Abstract

Hypertensive microvascular disease is speculated to be a limiting factor for the ability of left ventricular (LV) hypertrophy to maintain LV systolic function in systemic hypertension. The role of coronary reserve, which may be affected by microvascular disease, remains uncertain in the pathophysiology of hypertensive heart disease. A progressive impairment of coronary flow velocity reserve (CFVR) according to the presence and severity of LV systolic dysfunction is anticipated to occur in hypertension. According to the absence or presence of LV dysfunction (LV fractional shortening - FS% < 30), two groups of hypertensive patients were investigated: HP1 (n = 9, FS% = 36+/-6) and HP2 (n = 13, FS% = 18+/-6). Eight normal subjects (NL) served as controls (LVFS% = 35+/-3). Doppler blood flow velocity was obtained from the left anterior descending coronary artery using transesophageal echocardiography before, and during 6-min continuous adenosine infusion (140 microg x kg(-1) x min(-1) intravenous). The CFVR was calculated as the ratio of maximal to baseline peak diastolic flow velocities.

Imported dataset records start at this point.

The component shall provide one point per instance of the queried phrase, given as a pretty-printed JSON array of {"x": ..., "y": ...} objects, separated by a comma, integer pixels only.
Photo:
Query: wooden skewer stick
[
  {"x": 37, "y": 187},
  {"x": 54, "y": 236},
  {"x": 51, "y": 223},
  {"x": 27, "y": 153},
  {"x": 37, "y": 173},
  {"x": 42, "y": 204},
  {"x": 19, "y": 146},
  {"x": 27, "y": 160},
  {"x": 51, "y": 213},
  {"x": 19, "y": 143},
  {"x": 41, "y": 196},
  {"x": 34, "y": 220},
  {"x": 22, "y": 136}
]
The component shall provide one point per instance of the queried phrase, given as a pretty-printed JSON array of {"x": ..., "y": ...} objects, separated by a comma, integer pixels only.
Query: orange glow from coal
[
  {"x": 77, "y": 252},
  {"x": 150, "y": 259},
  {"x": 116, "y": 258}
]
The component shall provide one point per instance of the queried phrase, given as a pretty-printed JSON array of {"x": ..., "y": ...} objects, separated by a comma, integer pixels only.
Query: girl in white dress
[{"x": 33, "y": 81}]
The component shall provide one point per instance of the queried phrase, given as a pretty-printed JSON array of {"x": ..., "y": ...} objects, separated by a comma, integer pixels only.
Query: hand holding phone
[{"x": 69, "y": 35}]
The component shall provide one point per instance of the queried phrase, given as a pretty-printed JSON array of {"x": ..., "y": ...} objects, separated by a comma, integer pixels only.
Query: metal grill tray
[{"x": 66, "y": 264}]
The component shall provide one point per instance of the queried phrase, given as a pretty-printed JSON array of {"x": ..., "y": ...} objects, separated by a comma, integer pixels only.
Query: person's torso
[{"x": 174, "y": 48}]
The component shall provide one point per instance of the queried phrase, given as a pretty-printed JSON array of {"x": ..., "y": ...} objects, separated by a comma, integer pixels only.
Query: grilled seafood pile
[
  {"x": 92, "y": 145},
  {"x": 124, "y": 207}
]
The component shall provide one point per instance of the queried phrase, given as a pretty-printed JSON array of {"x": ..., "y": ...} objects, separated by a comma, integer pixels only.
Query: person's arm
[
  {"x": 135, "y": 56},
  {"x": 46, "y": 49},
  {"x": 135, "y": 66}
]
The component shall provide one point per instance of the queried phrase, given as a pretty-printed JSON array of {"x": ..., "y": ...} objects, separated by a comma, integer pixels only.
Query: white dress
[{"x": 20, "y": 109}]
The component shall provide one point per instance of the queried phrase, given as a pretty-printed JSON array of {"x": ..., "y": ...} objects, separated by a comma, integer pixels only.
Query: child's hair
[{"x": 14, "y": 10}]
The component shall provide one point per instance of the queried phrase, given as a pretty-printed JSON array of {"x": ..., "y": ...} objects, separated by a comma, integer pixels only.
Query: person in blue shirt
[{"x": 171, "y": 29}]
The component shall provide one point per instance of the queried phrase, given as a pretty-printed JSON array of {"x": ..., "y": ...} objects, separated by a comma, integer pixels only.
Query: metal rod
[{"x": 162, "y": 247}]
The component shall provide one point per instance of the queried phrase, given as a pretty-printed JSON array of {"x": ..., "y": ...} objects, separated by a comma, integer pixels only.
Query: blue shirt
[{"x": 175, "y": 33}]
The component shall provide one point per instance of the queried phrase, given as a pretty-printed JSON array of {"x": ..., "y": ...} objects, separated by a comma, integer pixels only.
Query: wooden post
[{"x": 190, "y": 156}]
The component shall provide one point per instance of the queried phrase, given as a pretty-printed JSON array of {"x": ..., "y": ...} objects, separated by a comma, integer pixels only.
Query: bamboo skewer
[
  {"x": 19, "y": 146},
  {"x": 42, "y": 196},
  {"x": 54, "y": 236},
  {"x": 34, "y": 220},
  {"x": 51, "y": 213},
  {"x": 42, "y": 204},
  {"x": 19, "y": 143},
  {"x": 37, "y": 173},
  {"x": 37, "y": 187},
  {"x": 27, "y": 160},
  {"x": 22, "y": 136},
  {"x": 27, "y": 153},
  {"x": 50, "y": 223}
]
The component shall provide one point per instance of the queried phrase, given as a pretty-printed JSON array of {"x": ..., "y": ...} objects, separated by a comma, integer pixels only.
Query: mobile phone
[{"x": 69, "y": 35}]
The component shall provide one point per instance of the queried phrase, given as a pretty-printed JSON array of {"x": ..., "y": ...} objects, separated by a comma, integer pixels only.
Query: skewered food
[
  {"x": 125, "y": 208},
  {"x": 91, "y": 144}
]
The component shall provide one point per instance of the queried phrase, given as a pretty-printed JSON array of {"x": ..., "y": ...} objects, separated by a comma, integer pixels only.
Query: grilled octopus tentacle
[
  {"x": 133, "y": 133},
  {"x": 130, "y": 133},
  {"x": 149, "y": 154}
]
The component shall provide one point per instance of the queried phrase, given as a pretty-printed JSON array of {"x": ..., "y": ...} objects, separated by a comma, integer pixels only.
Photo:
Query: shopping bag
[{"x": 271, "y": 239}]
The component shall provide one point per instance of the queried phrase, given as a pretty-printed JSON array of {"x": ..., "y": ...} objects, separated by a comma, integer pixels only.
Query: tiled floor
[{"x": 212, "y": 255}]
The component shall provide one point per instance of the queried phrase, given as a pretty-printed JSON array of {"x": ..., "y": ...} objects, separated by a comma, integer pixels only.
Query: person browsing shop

The comparison among NL, HP1, and HP2 groups showed statistically different (p < 0.05) mass index (101+/-18, 172+/-46, and 257+/-54 g x m(-2)), end-systolic wall stress (76.9+/-14.4, 78.4+/-23.9, and 174.5+/-43.0 10(3) x dyn x cm(-2)), and CFVR (3.5+/-0.6, 3.2+/-0.4, and 2.6+/-0.8), respectively. The CFVR correlated significantly and directly with LVFS% (r = 0.40) and correlated inversely with both mass index (r = -0.54) and end-systolic stress (r = -0.40). These results indicate that CFVR impairment is weakly related to LV dysfunction in hypertension.